Update documentation

When updating results and table in the documentation, please note that the features are sorted by their type and types are sorted chronologically.

Finally, consider submitting a pull request to our repository. We are looking forward to your new features! :)

Acknowledgements

We thank Anirudh and Nikolina R. for assistance with the maintenance and automation of this repository, which greatly improved its usability.

References

0. Maldonado, A., Tavares, G.M., Oyamada, R.S., Ceravolo, P., & Seidl, T. (2023). FEEED: Feature Extraction from Event Data. ICPM Doctoral Consortium / Demo.
1. Mannhardt, Felix (2016): Sepsis Cases - Event Log. Version 1. 4TU.ResearchData. dataset. https://doi.org/10.4121/uuid:915d2bfb-7e84-49ad-a286-dc35f063a460
2. G. M. Tavares, S. Barbon Junior, E. Damiani, and P. Ceravolo, “Selecting optimal trace clustering pipelines with meta-learning,” in Intelligent Systems, J. C. Xavier-Junior and R. A. Rios, Eds.

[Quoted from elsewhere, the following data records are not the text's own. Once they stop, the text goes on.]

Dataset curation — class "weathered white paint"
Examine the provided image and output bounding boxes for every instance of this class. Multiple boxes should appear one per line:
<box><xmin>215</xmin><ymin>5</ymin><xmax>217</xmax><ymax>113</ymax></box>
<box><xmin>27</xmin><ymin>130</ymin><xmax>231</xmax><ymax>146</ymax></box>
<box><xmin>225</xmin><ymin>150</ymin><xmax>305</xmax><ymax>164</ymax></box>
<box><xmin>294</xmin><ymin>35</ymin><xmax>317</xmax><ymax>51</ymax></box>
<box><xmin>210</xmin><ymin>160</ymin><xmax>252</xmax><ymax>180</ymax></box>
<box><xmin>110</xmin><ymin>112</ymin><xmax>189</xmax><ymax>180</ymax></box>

Cham: Springer International Publishing, 2022, pp. 150–164.
3. S. B. Jr., P. Ceravolo, R. S. Oyamada, and G. M. Tavares, “Trace encoding in process mining: a survey and benchmarking,” Engineering Applications of Artificial Intelligence, 2023.
4. C. O. Back, S. Debois, and T. Slaats, “Entropy as a measure of log variability,” Journal on Data Semantics, vol. 8, no. 2, Jun 2019.
5. A. Augusto, J. Mendling, M. Vidgof, and B. Wurm, “The connection between process complexity of event sequences and models discovered by process mining,” Information Sciences, vol. 598, pp. 196–215, 2022.